This was a running debate between students and teachers at my school until some time during the 11th grade. We liked our toys, and wanted to believe laptops/tablets helped us learn better - the perfect excuse to use (and misuse) them frequently. Teachers weren’t stupid, and knew the misuse was at least as prevalent as legitimate use of these devices.
We got to the 11th grade, which is when we started the IB, and the debate was quickly settled. At that point, grades really start to matter, and the first week of school included a presentation on different ways to learn, study techniques, and the science behind these strategies. It turns out the evidence overwhelmingly favors paper over electronics when you take notes. This is because:
- You probably write exams by hand, and study conditions that are similar to exam conditions help recall. This is also why some teachers recommend chewing a specific flavor of gum only when you study their subject or when you take an exam.
- By writing information down, it becomes more strongly imprinted in your mind compared to typing it on a computer. I don't recall the scientific cause, but the research was unambiguous on this point.
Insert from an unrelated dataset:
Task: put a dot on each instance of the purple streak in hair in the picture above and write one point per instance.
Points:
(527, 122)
- Electronics, as you noted, put distractions within easy reach.
It’s also simpler to combine notes and diagrams on paper than in an electronic file,* which helps because perceiving information through multiple pathways (visual, auditory, kinesthetic) adds a lot of recall above and beyond what you’d get by simply reading a textbook/powerpoint, although reading has its place as another pathway.
*Copy-pasting diagrams is easy, but it’s the process of drawing them that has the greatest benefits for recall. Even if you’re no great artist, this works; a fair number of my diagrams make Salvador Dali paintings look realistic, and that hasn’t been an issue.
Because repetition also increases recall, which ordinarily will drop over time, when there’s video of a lecture available you may want to attend the lecture and simply observe, then take notes from the video later in the day. Reviewing the notes the next day, condensing them in a week, and reviewing them again in a month, 2 months, etc. has been shown to boost recall from 20% to 70% or 80%. See this graph, though it’s probably a little optimistic in assuming 95% recall in time:
MODERATOR’S NOTE: Deleted link - not allowed.
There’s more, but those are the key points IMHO.